C. GOVERNMENT BUDGET & DEBT
GOVERNMENT BUDGET
• Budget outcome = T – G = tY – G (In the 4-sector multiplier model)
• A government’s budget position is typically measured on an annual basis.
• Balanced Budget = T – G = 0
• The logic is that budget is surplus in good times/expansions, deficits in bad
times/contractions, hence budget in balance over the business cycle.
• Budget surplus = T – G > 0
• Budget deficit = T – G < 0 (Fiscal stimulus can result in a negative budget balance)
• A government can fund the deficit in 3 ways:
• Taxes
• Borrowing (i.e. it can sell government securities---bonds)
• Printing Money (this approach has bad reputation – associated with
hyperinflation - monthly inflation greater than 50%)
GOVERNMENT DEBT
• Government debt = sum of all the bonds sold over time to finance budget deficit –
matured bonds (repaid debt). A large stock of debt relative to GDP can be a problem
because the government has to pay interest on its debt.
• An ever-increasing debt ratio is unsustainable, but there is no rule that says exactly
how much debt is problematic.
• However, there is no point at which the government has to pay off all its stock of
debt—it can roll it over instead by issuing new bonds.
Sovereign debt crisis
• A situation in which government bonds come to be considered so risky
that the government may not be able to continue to borrow. If so, the
government cannot spend more than the tax revenue they receive.

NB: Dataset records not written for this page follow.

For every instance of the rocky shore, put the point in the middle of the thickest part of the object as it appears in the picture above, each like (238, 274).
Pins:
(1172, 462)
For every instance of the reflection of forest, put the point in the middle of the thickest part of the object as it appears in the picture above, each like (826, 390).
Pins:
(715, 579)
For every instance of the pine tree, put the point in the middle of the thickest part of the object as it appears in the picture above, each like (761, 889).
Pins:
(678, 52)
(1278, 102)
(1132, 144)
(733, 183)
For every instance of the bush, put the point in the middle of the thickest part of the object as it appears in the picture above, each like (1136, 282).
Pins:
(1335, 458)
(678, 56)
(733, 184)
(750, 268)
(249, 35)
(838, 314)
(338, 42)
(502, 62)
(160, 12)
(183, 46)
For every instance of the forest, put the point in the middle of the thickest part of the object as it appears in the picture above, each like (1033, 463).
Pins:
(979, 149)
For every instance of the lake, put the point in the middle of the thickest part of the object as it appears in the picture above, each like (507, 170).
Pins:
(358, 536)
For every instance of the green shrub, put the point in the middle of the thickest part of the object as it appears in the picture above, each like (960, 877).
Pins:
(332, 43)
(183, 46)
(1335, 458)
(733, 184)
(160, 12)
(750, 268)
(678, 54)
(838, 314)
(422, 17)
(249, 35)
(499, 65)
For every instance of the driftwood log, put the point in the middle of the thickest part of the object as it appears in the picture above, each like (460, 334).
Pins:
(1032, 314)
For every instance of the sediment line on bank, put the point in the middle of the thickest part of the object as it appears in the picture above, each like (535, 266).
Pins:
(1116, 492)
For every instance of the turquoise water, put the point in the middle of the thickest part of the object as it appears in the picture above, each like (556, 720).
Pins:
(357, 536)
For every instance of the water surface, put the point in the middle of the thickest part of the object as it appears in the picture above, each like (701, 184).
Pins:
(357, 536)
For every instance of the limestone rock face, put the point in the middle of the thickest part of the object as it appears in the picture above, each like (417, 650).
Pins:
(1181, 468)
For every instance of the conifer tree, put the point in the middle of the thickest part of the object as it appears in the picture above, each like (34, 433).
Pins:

• Some Eurozone countries (Greece, Italy, Ireland, Spain, Portugal) during
the GFC had trouble financing their debt. Interest rates on bonds
increased to critical levels. The EU provided loans to these countries on
conditions that they had to fix budgetary problems (i.e., austerity
policies) via increase taxes & cut spending →massive protests.
Why Government Debt matters
• Debt is costly as governments must make periodical coupon payment to
creditors. Raising interest rates would weaken debt serviceable and deteriorate
deb sustainability.
• Inhibit growth by steering resources into debt service instead of productive
investment.
• Limit policy choices and reduce the effectiveness of fiscal policy.
• Possible crowding out of private sector investment:
• Excessive government debt might eventually cause interest rates to rise and
crowd out private investment.
• Deterioration in government debt position might affect the government’s
creditworthiness and vibrate across the financial system.
• Finally high levels of debt might lead to financial crises!